TU Graz awards a sum of 1,000 euros to students, teaching staff and researchers who deal with aspects of gender and diversity in their research or teaching activities or who want to carry out continuing education in this field. The three women and two men were chosen by a jury consisting of Vice Rector for Research Horst Bischof, Cornelia Lex from TU Graz’s Institute of Automotive Engineering, Daniela Fuchs-Hanusch from the Equal Opportunities Working Group and Barbara Herz, head of the Gender Equality and Affirmative Action Office.
And the winners are:
In his master’s thesis “Evaluation of a training program for unusual attitudes and stall recovery in simulated and real flight” at the Institute of Mechanics, Bauer investigated the effect of a newly developed training programme on trainee pilots. Due to a methodological mix in the training modules which included gender-specific prerequisites and preferences, a better flight performance and enjoyable learning were facilitated.
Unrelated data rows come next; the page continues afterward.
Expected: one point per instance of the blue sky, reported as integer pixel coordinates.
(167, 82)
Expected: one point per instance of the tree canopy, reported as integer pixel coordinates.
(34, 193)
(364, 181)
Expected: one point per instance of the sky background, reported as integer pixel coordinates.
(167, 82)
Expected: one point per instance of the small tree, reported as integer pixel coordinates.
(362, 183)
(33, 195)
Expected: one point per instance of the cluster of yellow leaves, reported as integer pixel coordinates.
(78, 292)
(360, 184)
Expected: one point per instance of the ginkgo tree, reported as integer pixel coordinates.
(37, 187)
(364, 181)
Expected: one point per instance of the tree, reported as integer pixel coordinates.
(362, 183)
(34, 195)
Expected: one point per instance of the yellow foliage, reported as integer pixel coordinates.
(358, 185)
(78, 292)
Kratzer dealt with gender and women-sensitive planning in architecture in her master’s thesis “Women’s bathhouse” at the Institute of Construction and Design Principles. The thesis examined the question of localising gender in society and architecture in particular and was followed by a design of a bathhouse for women – independent of religious and cultural factors.
Kraut is a project university assistant at the Institute of Vehicle Safety. In her ongoing doctoral thesis “Human factors and vehicle dynamics in traffic-safety studies”, she is carrying out driving experiments on subjects of different gender and age, and with different driving experience and driving license classes. On top of this, she is reviewing accident statistics with relation to documented gender differences.
The doctoral thesis is meant to contribute to raising road traffic safety and to adapting traffic safety investigations in such a way that not only the road and its facilities, geometry and buildings are checked for faults, but also that a holistic main focus is placed on the interaction between road, people and vehicles.
Pirker was rewarded for her course “Game Design and Development II”. During the development of computer games, various groups of persons are often excluded. The course focused on game design errors and sexism and students were instructed to develop “inclusive games” for all. “It’s especially important for me that students understand how software products can be designed in an more attractive and integrated way. Here, it wasn’t especially about designing games for women, but rather designing games for EVERYBODY,” says Johanna Pirker, who works as a university assistant at the Institute of Interactive Systems and Data Science.
Wolf won a prize for his conference article “Age in industry – current and future industrial challenges: demographic change and measures for elderly workers in Industry 4.0" for the “International Conference Management of Technology" in Dubrovnik. In it he proposed that jobs in industry are not optimally oriented to older employees. Matthias Wolf, who is a university assistant, also deals with this topic in the framework of his research activities at the Institute of Innovation and Industrial Management.